Plasma screen technology and plasma screens allow the image to be seen clearly from up, down, left or right. They are particularly suitable for all environments subject to electrical interference, such as power facilities, factories, ships, power stations and hospitals. The plasma screen is much more versatile than traditional CRTs or projectors. Plasma Video was co-invented at the University of Illinois, just outside of Chicago.

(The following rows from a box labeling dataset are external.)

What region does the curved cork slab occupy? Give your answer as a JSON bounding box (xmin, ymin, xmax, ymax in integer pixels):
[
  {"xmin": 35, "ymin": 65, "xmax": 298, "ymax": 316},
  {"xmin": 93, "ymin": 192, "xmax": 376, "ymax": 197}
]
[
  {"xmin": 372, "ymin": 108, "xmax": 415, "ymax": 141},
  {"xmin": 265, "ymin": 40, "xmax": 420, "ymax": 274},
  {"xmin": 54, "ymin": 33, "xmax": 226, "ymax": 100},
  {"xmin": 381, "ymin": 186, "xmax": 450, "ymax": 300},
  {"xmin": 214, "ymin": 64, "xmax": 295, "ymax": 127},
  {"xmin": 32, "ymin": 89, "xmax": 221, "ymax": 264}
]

When compared to the competing technology of LCD, we can note the following: plasma screens generate a wider color spectrum, a wider gamut and have better contrast, especially with the quality of blacks. LCDs gradually fill this gap, including through the use of wide gamut backlighting CCFL type. Plasma screens are not affected by buzzing, banding, clouding or absence of uniformity. While LCD’s do sometimes show these affects. The aforementioned type have a much higher power consumption. Some models consume over 500 watts.
These screens are susceptible to the phenomenon of screen burning which is images (or any part of the image as the logos of the channels displayed in the corners) can damage the screen, causing it to display the superimposed image on the current display. Again, the latest generation of screens use a number of technologies to prevent this problem and make it reversible.
Because of some these reasons, and because of lower demand, some builders no longer produce this type of display. This may mark a step towards the abandonment of this technology.
Current companies that still produce this technology include Samsung, LG, Panasonic, Pioneer, Vizio. Plasma vs LCD is a popular argument among TV enthusiast with each group pointing out the shortcoming of the others. When deciding make sure to base your decision on your own needs.